6.1. Les stations radars

Le fonctionnement du système IS est basé sur la détection d'une menace par les Forces armées soviétiques. Le système de détection est constitué de deux stations radars : OS-1 à Micheliovka (près d'Irkoutsk), et OS-2 à Sary-Chagan, au Kazakhstan. Chacune de ces deux stations est équipée de quatre radars Dniestr fournis par le KB-1 [5].

Fig. 6.1.1 : Situation des deux stations OS.
Crédit : DR.

Elles formeront plus tard la base du SKKP, le Système de Contrôle de l'Espace des Forces armées soviétiques, équivalent du NORAD américain.
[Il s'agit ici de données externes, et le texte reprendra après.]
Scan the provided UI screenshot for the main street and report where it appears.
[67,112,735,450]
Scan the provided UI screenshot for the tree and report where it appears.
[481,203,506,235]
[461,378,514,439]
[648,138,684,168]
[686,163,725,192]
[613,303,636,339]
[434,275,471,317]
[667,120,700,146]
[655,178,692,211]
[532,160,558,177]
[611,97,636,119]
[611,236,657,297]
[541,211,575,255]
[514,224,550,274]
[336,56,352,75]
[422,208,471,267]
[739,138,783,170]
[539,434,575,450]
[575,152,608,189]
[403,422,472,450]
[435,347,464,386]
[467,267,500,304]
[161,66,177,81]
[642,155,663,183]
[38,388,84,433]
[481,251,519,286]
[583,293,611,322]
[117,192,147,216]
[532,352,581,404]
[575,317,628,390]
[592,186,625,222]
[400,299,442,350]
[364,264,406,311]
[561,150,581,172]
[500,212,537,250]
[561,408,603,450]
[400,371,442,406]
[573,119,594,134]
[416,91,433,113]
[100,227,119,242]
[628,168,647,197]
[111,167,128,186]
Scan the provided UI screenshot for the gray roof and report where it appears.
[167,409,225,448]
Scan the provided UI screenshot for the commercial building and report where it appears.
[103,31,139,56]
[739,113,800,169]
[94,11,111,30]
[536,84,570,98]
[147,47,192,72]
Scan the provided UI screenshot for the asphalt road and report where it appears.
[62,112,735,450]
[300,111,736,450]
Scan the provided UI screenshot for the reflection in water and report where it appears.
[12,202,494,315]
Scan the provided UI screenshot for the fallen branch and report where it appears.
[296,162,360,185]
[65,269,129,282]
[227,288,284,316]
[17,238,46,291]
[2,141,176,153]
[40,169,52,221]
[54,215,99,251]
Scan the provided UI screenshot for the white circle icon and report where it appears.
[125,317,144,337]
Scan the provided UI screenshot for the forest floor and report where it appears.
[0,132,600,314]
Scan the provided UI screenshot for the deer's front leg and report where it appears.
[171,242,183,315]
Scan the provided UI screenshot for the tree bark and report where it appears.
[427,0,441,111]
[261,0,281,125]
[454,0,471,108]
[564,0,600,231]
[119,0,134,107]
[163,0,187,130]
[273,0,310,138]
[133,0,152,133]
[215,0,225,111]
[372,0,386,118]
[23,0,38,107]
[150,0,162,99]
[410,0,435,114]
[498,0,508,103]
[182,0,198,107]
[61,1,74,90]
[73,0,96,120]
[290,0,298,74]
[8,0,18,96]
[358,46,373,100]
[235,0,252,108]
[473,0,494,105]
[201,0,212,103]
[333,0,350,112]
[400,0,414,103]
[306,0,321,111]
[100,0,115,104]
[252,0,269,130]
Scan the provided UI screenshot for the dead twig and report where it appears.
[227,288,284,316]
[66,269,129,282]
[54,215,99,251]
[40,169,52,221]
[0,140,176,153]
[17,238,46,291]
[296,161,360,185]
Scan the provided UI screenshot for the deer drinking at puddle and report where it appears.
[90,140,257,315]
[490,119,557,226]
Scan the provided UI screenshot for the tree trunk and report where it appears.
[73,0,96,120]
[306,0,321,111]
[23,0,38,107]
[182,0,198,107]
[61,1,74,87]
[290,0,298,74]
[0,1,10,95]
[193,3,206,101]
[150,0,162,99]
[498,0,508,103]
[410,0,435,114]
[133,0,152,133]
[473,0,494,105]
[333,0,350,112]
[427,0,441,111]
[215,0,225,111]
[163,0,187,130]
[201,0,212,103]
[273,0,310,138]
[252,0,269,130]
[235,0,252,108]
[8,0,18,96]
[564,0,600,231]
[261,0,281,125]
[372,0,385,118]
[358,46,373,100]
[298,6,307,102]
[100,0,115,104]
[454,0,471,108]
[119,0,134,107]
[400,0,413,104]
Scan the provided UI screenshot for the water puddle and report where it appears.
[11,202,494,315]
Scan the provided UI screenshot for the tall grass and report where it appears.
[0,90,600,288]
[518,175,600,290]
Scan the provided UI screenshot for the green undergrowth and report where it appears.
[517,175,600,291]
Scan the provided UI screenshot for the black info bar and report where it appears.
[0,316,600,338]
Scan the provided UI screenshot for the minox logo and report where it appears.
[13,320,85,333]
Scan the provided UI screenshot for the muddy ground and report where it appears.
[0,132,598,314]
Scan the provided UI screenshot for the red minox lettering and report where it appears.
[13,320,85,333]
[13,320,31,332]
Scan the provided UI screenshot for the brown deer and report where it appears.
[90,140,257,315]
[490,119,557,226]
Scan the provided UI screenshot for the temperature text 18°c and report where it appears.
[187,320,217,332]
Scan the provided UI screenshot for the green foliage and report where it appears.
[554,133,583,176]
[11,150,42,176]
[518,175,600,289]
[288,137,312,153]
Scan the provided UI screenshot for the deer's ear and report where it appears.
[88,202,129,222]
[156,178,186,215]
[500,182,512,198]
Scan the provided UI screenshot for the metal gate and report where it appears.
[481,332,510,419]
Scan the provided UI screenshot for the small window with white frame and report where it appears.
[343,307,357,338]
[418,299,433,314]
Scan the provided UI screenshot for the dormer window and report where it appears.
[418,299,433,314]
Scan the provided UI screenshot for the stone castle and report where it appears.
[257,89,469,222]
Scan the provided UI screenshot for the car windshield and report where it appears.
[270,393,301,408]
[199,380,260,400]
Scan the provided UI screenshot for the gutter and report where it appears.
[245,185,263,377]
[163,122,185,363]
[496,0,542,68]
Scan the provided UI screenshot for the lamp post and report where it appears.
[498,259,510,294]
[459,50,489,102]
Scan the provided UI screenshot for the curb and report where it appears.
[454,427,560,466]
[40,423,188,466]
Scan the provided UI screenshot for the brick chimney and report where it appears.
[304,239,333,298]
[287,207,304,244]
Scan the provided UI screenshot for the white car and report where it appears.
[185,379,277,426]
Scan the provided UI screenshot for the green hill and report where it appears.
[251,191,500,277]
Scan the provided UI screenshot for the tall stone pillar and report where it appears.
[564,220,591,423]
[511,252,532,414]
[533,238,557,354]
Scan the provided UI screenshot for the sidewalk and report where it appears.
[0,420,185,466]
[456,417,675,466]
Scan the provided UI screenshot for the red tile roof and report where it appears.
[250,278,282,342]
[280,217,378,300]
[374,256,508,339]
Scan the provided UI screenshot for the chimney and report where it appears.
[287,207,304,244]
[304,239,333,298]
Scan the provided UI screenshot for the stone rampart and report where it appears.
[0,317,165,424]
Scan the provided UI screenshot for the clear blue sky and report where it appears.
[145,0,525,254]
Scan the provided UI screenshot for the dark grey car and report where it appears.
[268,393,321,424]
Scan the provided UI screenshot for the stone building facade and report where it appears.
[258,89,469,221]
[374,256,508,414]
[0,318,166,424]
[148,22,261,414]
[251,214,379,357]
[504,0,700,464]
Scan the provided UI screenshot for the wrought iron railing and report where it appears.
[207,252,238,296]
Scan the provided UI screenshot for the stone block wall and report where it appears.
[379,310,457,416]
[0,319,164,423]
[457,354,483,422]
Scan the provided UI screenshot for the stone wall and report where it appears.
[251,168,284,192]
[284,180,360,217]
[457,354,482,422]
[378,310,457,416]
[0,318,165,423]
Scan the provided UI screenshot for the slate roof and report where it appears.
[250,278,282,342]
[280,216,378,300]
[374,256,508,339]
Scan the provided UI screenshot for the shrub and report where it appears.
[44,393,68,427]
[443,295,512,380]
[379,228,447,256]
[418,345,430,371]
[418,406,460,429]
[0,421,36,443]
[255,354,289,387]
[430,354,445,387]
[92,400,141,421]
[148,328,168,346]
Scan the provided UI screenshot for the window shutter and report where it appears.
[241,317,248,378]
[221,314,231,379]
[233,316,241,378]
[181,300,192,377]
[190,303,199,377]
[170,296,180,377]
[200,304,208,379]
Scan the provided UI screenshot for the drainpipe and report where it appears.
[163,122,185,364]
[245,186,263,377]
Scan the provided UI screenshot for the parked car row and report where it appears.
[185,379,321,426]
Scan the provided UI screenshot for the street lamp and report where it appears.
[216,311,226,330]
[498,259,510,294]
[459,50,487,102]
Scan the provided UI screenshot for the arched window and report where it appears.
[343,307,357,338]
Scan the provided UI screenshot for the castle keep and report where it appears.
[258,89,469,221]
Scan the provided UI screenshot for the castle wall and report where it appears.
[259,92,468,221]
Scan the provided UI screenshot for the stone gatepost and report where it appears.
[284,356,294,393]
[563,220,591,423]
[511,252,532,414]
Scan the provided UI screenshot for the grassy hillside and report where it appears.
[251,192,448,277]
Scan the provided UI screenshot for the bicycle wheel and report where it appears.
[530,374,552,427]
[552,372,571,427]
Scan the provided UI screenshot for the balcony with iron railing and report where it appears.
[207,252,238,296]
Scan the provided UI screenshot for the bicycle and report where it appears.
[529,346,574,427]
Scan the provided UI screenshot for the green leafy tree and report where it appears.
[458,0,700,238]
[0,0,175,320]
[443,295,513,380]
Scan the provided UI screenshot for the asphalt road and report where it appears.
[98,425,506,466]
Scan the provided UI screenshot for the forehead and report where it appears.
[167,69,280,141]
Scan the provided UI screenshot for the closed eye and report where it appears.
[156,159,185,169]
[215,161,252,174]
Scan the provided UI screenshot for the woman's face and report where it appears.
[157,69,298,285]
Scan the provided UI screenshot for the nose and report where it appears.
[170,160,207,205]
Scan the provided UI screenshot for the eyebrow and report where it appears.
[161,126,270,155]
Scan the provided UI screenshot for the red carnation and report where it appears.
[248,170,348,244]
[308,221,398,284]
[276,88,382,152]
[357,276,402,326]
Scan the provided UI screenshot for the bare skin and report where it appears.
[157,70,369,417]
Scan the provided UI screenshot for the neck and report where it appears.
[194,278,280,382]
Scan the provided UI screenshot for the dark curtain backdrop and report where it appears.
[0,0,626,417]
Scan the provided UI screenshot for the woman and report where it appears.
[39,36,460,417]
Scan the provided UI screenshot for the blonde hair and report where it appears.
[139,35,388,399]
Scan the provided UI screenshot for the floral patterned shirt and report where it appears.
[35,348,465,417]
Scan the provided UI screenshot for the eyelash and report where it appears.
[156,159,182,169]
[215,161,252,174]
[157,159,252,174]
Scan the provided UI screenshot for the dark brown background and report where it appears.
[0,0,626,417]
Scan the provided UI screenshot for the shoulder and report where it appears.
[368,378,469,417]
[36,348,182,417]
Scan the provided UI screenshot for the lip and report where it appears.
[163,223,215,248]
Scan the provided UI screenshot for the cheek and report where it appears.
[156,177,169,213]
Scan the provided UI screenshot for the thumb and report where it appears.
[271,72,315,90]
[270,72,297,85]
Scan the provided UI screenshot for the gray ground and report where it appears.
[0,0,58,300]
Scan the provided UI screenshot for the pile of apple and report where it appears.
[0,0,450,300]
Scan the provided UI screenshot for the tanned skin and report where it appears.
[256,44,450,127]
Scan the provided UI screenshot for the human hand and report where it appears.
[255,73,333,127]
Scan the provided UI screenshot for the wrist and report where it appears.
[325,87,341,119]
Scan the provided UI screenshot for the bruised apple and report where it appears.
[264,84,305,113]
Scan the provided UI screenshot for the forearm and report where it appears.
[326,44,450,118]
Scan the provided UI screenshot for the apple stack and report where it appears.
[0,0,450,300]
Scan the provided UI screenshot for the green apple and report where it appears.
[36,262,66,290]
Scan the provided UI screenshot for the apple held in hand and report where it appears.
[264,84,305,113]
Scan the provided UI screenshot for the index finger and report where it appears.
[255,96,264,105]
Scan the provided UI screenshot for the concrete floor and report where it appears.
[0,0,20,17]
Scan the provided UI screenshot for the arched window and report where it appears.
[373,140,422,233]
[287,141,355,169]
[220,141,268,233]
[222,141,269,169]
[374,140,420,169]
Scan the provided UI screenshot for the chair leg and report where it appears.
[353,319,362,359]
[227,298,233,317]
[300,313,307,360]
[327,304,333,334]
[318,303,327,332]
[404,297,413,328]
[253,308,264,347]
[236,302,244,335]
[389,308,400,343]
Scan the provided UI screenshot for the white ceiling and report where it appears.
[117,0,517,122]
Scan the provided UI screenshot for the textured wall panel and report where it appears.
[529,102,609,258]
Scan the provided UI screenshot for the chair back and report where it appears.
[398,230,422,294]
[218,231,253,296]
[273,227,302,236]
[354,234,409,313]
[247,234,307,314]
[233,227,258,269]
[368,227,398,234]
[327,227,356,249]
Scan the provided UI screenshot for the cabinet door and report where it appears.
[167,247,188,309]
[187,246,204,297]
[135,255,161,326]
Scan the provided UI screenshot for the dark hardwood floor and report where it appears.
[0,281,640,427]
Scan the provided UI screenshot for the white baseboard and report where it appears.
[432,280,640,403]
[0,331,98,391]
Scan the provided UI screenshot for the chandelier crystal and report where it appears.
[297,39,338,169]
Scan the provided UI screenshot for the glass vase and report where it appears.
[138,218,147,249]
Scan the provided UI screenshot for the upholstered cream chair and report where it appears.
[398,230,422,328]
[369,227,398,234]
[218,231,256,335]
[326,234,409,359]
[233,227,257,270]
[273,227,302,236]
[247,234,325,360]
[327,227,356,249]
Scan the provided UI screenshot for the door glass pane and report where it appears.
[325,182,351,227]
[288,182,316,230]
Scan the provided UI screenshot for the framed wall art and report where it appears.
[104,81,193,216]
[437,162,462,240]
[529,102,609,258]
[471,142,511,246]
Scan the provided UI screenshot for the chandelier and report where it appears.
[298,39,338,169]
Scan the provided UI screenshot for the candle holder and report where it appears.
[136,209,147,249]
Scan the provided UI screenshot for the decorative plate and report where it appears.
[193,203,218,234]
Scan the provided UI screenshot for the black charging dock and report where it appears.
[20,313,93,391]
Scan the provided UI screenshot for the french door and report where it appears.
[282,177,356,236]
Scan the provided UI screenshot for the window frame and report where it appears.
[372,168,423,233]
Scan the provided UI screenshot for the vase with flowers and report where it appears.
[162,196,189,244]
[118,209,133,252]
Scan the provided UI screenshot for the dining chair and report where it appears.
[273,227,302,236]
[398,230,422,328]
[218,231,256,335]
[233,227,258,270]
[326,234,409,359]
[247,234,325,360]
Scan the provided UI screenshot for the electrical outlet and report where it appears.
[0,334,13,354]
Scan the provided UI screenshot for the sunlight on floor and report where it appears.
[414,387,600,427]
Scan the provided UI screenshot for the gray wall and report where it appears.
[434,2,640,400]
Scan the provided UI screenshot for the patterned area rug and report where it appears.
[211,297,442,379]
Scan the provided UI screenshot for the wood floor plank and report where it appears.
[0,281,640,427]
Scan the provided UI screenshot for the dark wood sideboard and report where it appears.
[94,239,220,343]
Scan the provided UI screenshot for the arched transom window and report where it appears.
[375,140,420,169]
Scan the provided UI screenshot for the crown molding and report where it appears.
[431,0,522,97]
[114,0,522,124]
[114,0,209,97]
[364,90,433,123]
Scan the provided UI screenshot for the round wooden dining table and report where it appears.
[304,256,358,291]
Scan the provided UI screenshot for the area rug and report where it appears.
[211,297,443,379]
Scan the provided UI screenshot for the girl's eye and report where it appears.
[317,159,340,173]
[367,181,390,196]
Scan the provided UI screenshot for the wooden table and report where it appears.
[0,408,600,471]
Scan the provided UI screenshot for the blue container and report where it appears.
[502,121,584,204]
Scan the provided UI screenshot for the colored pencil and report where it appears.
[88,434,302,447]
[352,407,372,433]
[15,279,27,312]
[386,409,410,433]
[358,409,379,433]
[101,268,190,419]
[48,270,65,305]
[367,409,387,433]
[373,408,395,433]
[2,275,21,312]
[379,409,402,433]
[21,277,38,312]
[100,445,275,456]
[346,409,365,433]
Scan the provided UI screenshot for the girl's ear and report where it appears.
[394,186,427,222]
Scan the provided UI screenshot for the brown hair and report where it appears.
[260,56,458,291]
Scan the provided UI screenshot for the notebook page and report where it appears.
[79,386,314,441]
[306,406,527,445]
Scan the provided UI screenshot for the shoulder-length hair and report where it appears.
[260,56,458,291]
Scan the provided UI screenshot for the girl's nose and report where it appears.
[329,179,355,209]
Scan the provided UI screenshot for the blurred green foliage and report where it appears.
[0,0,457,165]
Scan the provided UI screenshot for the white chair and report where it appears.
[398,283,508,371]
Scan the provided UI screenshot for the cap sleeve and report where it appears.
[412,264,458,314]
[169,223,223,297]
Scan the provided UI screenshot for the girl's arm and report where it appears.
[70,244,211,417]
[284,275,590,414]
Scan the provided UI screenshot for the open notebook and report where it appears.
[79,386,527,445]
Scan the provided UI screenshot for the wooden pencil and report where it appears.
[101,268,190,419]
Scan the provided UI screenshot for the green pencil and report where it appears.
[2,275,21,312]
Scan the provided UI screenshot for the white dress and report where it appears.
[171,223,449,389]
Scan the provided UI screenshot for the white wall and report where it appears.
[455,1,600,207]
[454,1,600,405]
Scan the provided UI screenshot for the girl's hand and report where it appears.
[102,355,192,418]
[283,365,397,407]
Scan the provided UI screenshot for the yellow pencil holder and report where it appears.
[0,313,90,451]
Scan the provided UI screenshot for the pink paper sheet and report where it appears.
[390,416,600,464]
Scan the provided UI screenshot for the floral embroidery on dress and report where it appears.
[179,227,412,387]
L'espacement entre OS-1 et OS-2 est calculé pour que, quand OS-1 voit un satellite, OS-2 le voit lors de son orbite suivante [5][6].

6.2. Le poste de commandement

Les informations recueillies par les stations radars sont transmises en temps réel au 1069ème poste de commandement du système IS, situé à Noguinsk-9 (aussi appelée Doubrovo) près de Moscou, et géré par l'unité 03159. Le poste de commandement est parfois appelé Objet 224 [7].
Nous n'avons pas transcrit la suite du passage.